In the days following the killing of George Floyd on May 25 by Minneapolis police officers, the world erupted in protest. People in Chicago, New York City, London, Seoul, Tunis and dozens of other cities have come together to express outrage over police brutality and their belief in the sanctity of black life. In these days, also, institutions and businesses have shared statements purporting to stand in solidarity with the movement for black lives. But many activists and individuals say that words don’t go far enough, particularly for well-heeled organizations that have the power, money and influence to make significant changes.
On June 5, artist Glenn Ligon shared on Instagram a letter from Max Hollein, the director of the Metropolitan Museum of Art.
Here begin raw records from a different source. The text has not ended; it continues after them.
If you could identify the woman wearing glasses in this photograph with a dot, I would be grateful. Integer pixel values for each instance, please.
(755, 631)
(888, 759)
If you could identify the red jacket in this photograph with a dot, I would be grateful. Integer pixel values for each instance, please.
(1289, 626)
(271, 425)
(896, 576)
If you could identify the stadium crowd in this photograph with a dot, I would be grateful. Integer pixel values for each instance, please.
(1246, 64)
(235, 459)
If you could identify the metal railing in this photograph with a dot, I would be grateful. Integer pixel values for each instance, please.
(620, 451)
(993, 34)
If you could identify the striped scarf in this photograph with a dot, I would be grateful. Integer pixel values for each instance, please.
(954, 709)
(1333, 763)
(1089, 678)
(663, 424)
In it, Hollein writes that the Met “stands in solidarity with the black community,” noting that “there is much work that The Met needs to do, and we are committed to doing it.” Though the letter makes no mention of any specific action it will take, other than creating “a workplace that is free from racism and bias.” Nor has the museum, to date, put money toward the movement for black lives, although the museum reported $302.6 million in revenue in fiscal year 2019. The museum has instead shared work by black artists in recent days, including an image of a piece by Ligon in the letter, an effort that rings particularly hollow. A 2019 report from the Andrew W. Mellon Foundation found that only four percent of curators at U.S. art museums were African-American and only twelve percent of museum executives were people of color. For decades, the Met had only one black curator, Lowery Stokes Sims, although it recently hired Denise Murrell as associate curator for nineteenth- and twentieth-century art.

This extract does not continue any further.